WhatsApp bans over 16 lakh accounts in India in April
WhatsApp had banned nearly 18 lakh accounts in the month of March and 14.26 lakh in February. A total of 18.58 lakh Indian accounts were banned in January
Messaging platform WhatsApp banned over 16 lakh accounts of Indian users in the month of April, according to the company's monthly disclosure report published on Wednesday.
Out of the total, 122 accounts were banned based on user complaints while 16.66 lakh accounts were barred to prevent harmful activity on the app, said the Facebook-owned messaging app.
"We are particularly focused on prevention because we believe it is much better to stop harmful activity from happening in the first place than to detect it after harm has occurred," the WhatsApp report said.
According to the WhatsApp framework, the app bans an account when it is confident that the user is abusive.
"Our goal is to identify and stop abusive accounts as quickly as possible, which is why identifying these accounts manually is not realistic.
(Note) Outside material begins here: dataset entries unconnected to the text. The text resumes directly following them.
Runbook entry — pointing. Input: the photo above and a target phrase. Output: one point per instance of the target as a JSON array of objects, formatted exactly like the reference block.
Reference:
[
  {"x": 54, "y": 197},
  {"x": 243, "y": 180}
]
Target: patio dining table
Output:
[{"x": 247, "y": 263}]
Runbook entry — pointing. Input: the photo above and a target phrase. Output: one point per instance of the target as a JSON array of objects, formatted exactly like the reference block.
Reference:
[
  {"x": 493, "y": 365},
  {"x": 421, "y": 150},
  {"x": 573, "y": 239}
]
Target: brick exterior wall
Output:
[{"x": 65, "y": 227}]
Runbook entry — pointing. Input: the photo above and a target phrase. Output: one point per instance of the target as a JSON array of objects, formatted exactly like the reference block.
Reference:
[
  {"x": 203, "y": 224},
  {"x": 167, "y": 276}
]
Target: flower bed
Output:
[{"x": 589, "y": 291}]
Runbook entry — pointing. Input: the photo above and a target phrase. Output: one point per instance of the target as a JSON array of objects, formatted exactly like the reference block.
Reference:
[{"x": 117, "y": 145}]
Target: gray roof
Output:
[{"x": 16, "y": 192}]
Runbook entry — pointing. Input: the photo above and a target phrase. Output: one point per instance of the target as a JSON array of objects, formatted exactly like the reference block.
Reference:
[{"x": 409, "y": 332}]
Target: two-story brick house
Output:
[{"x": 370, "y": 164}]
Instead, we have advanced machine learning systems that take action to ban accounts, 24 hours a day, 7 days a week," the report said.
The company said it bans the account in several cases, including when an account accumulates negative feedback, such as when other users submit reports or block the account.
The report also said that the app's systems evaluate the account and take appropriate action after negative feedback is reported.
The instant mobile messaging firm uses machine learning and other analytical tools to detect "highly-motivated abusers" and ban them from the platform.
The company had banned nearly 18 lakh accounts in the month of March and 14.26 lakh in February. A total of 18.58 lakh Indian accounts were banned in January.
Prior to that, 20.79 lakh Indian accounts were banned by WhatsApp in December 2021 and 17.5 lakh in November.
The new IT rules — which came into effect last year — require large digital platforms (with over 50 lakh users) to publish compliance reports every month, mentioning the details of complaints received and action taken.
Previously, WhatsApp had emphasised that being an end-to-end encrypted platform, it has no visibility into the content of any messages.
Besides the behavioural signals from accounts, it relies on available unencrypted information, including user reports, profile photos, group photos and descriptions as well as advanced AI tools and resources to detect and prevent abuse on its platform, it had said.